I recommend building up a public portfolio of simple but interesting projects. You will learn everything you need in the process, perhaps even using all the resources above.

Makes sense right? More and more we’re judged by what we can do, no longer by the credentials we have. Artists, architects, and now programmers and developers… more and more jobs require having a portfolio.

 

What I haven’t considered is to write the tweet first.

Is the project even worth pursuing?

It sounds obvious, but people are eager to jump into a random tutorial or class to feel productive and soon sink months into a project that is going nowhere.

Ouch. I think she’s talking about me.

She’s got a good point though.

 

So. I now know I have to revisit my projects and write their tweets… but how do I talk about that portfolio?

If you’re like me and data science isn’t your day job, how do you talk about what are, essentially, your side projects?

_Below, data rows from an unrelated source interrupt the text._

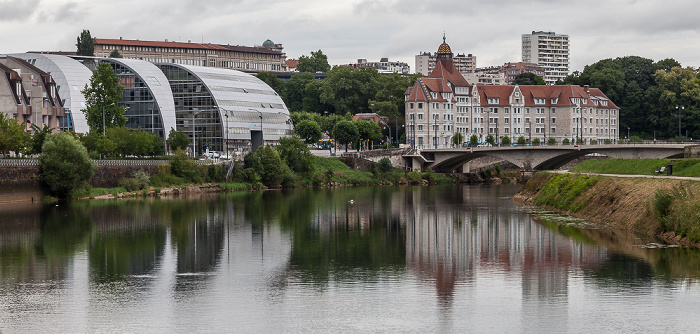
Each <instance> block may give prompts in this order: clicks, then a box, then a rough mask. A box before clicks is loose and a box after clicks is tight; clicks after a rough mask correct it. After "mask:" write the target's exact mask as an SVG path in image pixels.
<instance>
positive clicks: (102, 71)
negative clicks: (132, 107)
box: [81, 62, 126, 132]
mask: <svg viewBox="0 0 700 334" xmlns="http://www.w3.org/2000/svg"><path fill="white" fill-rule="evenodd" d="M123 89H124V86H122V85H120V84H119V77H117V74H116V73H114V70H113V69H112V66H111V65H110V64H109V63H108V62H102V63H100V64H99V65H98V66H97V69H95V70H94V71H93V72H92V77H90V84H89V85H85V88H84V89H83V90H82V91H81V93H83V95H85V109H83V110H82V111H83V113H85V118H86V119H87V123H88V126H89V127H90V131H98V132H103V128H102V124H103V122H104V124H105V127H107V128H111V127H118V126H123V125H124V124H125V123H126V117H124V113H125V109H124V107H122V106H119V105H117V103H119V102H121V101H122V90H123Z"/></svg>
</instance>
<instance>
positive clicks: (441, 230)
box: [403, 186, 607, 314]
mask: <svg viewBox="0 0 700 334" xmlns="http://www.w3.org/2000/svg"><path fill="white" fill-rule="evenodd" d="M497 191H498V188H496V187H494V188H474V187H471V186H465V187H462V188H461V189H460V190H458V191H454V192H453V193H433V194H431V193H430V192H429V190H428V191H426V190H423V189H418V190H416V191H415V192H414V193H413V197H412V198H408V199H407V203H408V204H407V210H406V211H405V213H404V218H403V219H405V221H406V256H407V263H408V266H409V267H410V268H411V269H412V270H414V271H415V272H417V274H418V275H419V276H421V277H423V278H427V279H429V280H430V281H433V282H435V284H436V288H437V290H438V295H439V297H440V298H441V302H443V303H445V304H449V302H450V301H451V298H452V295H453V290H454V289H455V286H456V285H458V284H459V282H460V281H472V280H475V279H476V276H477V275H478V273H479V271H494V270H496V271H499V272H503V273H504V274H506V275H508V274H510V273H513V274H516V273H519V272H522V276H521V277H519V279H520V280H521V289H522V294H523V298H525V299H533V298H534V299H538V298H539V299H548V298H549V297H551V296H562V297H563V300H566V295H567V286H568V277H569V270H570V269H571V268H574V267H587V266H597V265H598V264H599V263H601V262H603V261H605V259H606V256H607V253H606V251H605V249H604V248H602V247H601V248H596V247H590V246H585V247H584V246H583V245H582V244H580V243H579V242H576V241H575V240H572V239H569V238H568V237H565V236H562V235H559V234H557V233H556V232H554V231H552V230H551V229H549V228H547V227H546V226H543V225H540V224H538V223H536V222H535V221H533V219H532V217H530V216H529V215H527V214H526V213H523V212H519V211H517V210H516V209H515V208H513V204H512V203H511V202H510V201H512V200H511V199H510V198H503V199H499V200H498V201H496V202H494V201H493V199H494V198H499V196H498V194H497V193H494V192H497ZM472 192H473V193H472ZM447 196H449V197H450V198H449V199H448V198H442V197H447ZM460 198H461V203H460V204H457V207H456V208H455V207H448V206H454V205H455V204H453V203H454V200H455V199H460ZM503 201H508V203H505V202H503ZM446 203H452V204H446ZM539 314H542V313H539Z"/></svg>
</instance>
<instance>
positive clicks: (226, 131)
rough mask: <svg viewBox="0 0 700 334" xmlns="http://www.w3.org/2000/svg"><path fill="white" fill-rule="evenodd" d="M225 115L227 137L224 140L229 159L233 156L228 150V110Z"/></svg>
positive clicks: (224, 134) (226, 154)
mask: <svg viewBox="0 0 700 334" xmlns="http://www.w3.org/2000/svg"><path fill="white" fill-rule="evenodd" d="M224 111H226V110H224ZM224 116H226V130H224V135H225V137H226V141H225V142H224V148H225V151H226V156H227V157H228V158H229V159H231V156H230V155H229V152H228V112H226V113H225V114H224Z"/></svg>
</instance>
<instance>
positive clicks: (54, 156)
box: [39, 133, 96, 198]
mask: <svg viewBox="0 0 700 334" xmlns="http://www.w3.org/2000/svg"><path fill="white" fill-rule="evenodd" d="M41 151H42V154H41V156H40V157H39V170H40V172H39V174H40V177H41V180H42V181H43V182H44V183H45V184H46V185H47V186H48V187H49V189H50V190H51V192H52V193H53V194H55V195H56V196H57V197H59V198H66V197H68V196H69V195H70V193H71V192H72V191H73V190H74V189H77V188H79V187H81V186H83V185H84V184H85V183H87V181H88V180H90V178H92V176H93V175H94V174H95V169H96V167H95V163H94V162H93V161H92V160H91V159H90V156H89V155H88V153H87V150H86V149H85V147H84V146H83V145H82V144H81V143H80V142H79V141H78V140H77V139H75V138H73V137H72V136H71V135H68V134H65V133H57V134H51V135H49V136H47V138H46V140H45V141H44V146H43V147H42V149H41Z"/></svg>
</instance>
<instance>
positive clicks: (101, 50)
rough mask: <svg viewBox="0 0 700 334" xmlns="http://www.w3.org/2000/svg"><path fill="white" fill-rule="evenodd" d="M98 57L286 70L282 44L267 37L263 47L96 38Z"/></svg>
mask: <svg viewBox="0 0 700 334" xmlns="http://www.w3.org/2000/svg"><path fill="white" fill-rule="evenodd" d="M94 45H95V56H96V57H109V55H110V53H112V52H114V51H115V50H116V51H118V52H119V54H121V55H122V57H124V58H127V59H140V60H145V61H149V62H152V63H171V64H180V65H193V66H205V67H216V68H227V69H235V70H240V71H247V72H258V71H267V72H270V71H286V70H287V63H286V59H287V56H286V54H284V53H283V52H282V49H283V48H282V44H275V43H274V42H272V41H270V40H267V41H265V42H264V43H263V45H262V46H255V47H250V46H240V45H221V44H211V43H192V41H187V42H186V43H185V42H174V41H168V40H167V39H166V40H165V41H140V40H126V39H122V38H119V39H104V38H95V39H94Z"/></svg>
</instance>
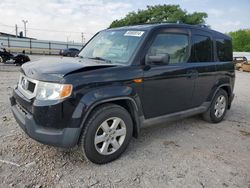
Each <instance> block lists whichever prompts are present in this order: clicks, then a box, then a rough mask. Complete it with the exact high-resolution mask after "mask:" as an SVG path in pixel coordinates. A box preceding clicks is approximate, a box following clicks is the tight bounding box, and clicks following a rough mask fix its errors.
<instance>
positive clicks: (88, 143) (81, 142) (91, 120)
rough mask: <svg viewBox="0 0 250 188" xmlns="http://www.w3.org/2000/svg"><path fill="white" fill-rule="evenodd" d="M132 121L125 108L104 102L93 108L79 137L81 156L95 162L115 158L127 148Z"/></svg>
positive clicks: (130, 139) (97, 161)
mask: <svg viewBox="0 0 250 188" xmlns="http://www.w3.org/2000/svg"><path fill="white" fill-rule="evenodd" d="M132 133H133V122H132V119H131V116H130V114H129V113H128V111H127V110H126V109H124V108H123V107H121V106H119V105H115V104H105V105H102V106H99V107H97V108H96V109H94V110H93V112H92V113H91V115H90V117H89V118H88V120H87V122H86V126H85V128H84V130H83V132H82V134H81V137H80V148H81V150H82V153H83V156H84V157H85V158H86V159H88V160H90V161H91V162H93V163H96V164H105V163H108V162H111V161H113V160H115V159H117V158H118V157H119V156H120V155H121V154H122V153H123V152H124V151H125V150H126V148H127V146H128V144H129V142H130V140H131V137H132Z"/></svg>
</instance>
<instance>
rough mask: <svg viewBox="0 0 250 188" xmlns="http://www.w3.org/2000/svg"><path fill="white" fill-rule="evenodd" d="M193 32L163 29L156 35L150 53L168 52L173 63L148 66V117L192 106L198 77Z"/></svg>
mask: <svg viewBox="0 0 250 188" xmlns="http://www.w3.org/2000/svg"><path fill="white" fill-rule="evenodd" d="M189 44H190V32H189V30H186V29H182V28H171V29H162V30H160V31H158V32H156V33H155V34H154V35H153V39H152V41H151V43H150V44H149V47H148V50H146V52H145V53H146V54H150V55H157V54H164V53H168V54H169V55H170V62H169V64H167V65H166V64H150V65H147V66H146V67H145V69H144V90H143V98H142V106H143V110H144V115H145V118H146V119H147V118H153V117H157V116H161V115H165V114H170V113H174V112H179V111H182V110H186V109H188V108H190V107H191V104H192V103H191V102H192V94H193V89H194V82H195V77H193V74H192V67H191V66H192V64H188V63H187V61H188V58H189V54H190V45H189Z"/></svg>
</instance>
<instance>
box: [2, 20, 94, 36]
mask: <svg viewBox="0 0 250 188" xmlns="http://www.w3.org/2000/svg"><path fill="white" fill-rule="evenodd" d="M0 24H1V25H2V26H5V27H12V28H13V27H14V26H11V25H6V24H3V23H0ZM20 28H22V27H20ZM28 30H36V31H43V32H58V33H77V34H82V33H84V34H90V35H93V34H95V33H86V32H78V31H65V30H64V31H59V30H52V29H39V28H32V27H29V28H28Z"/></svg>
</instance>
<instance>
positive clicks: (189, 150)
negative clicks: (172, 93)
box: [0, 66, 250, 188]
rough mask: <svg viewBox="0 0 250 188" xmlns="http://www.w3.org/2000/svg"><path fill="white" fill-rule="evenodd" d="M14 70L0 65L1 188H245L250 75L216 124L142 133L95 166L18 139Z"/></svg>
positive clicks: (63, 153) (239, 88)
mask: <svg viewBox="0 0 250 188" xmlns="http://www.w3.org/2000/svg"><path fill="white" fill-rule="evenodd" d="M17 70H18V68H17V67H14V66H0V78H1V79H0V129H1V131H0V187H36V188H38V187H157V188H158V187H180V188H182V187H190V188H194V187H201V188H204V187H216V188H217V187H240V188H250V89H249V85H250V73H244V72H243V73H242V72H237V79H236V86H235V94H236V96H235V100H234V102H233V105H232V109H231V110H230V111H228V113H227V116H226V118H225V120H224V121H223V122H222V123H219V124H209V123H206V122H204V121H203V120H201V119H200V118H199V117H192V118H188V119H184V120H179V121H176V122H172V123H166V124H165V125H155V126H153V127H148V128H146V129H143V130H142V132H141V135H140V137H139V139H133V140H132V142H131V144H130V145H129V147H128V149H127V151H126V152H125V153H124V154H123V155H122V157H121V158H120V159H118V160H116V161H114V162H112V163H109V164H106V165H101V166H100V165H95V164H92V163H90V162H86V161H85V160H84V159H83V158H82V157H81V154H80V153H79V151H78V150H77V148H73V149H71V150H63V149H59V148H53V147H49V146H45V145H42V144H40V143H38V142H36V141H34V140H32V139H30V138H29V137H28V136H26V135H25V134H24V133H23V131H22V130H21V129H20V128H19V127H18V125H17V123H16V122H15V120H14V118H13V116H12V114H11V112H10V105H9V101H8V98H9V96H10V94H11V91H12V87H13V85H14V84H15V83H16V82H17V79H18V72H17ZM5 161H8V162H7V163H6V162H5Z"/></svg>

It’s unfortunate that side projects are often overlooked by the people who aren’t actively working on them. Side projects can be immensely rewarding to talk about. They demonstrate a lot about how you work.

 

Thankfully LinkedIn has the ability to showcase projects. Its the perfect avenue to showcase your portfolio.

In person though, you may want to try this approach:

  1. Start with the problem
  2. Define your approach
  3. Share the challenges you faced
  4. End with the results
  5. Follow-up with what you would do differently

Again, it starts with the problem.

 

Like most things, the start is the most difficult step.

Finding the right problem is hard. But it might not need to be. It might already be there, right in front of you, just under your nose… and you just haven’t recognized it as a problem yet. Just like maggi savor.

In order to re-course my path to data science, the first thing I’m doing is to take a second look. But this time with a fresh set of eyes.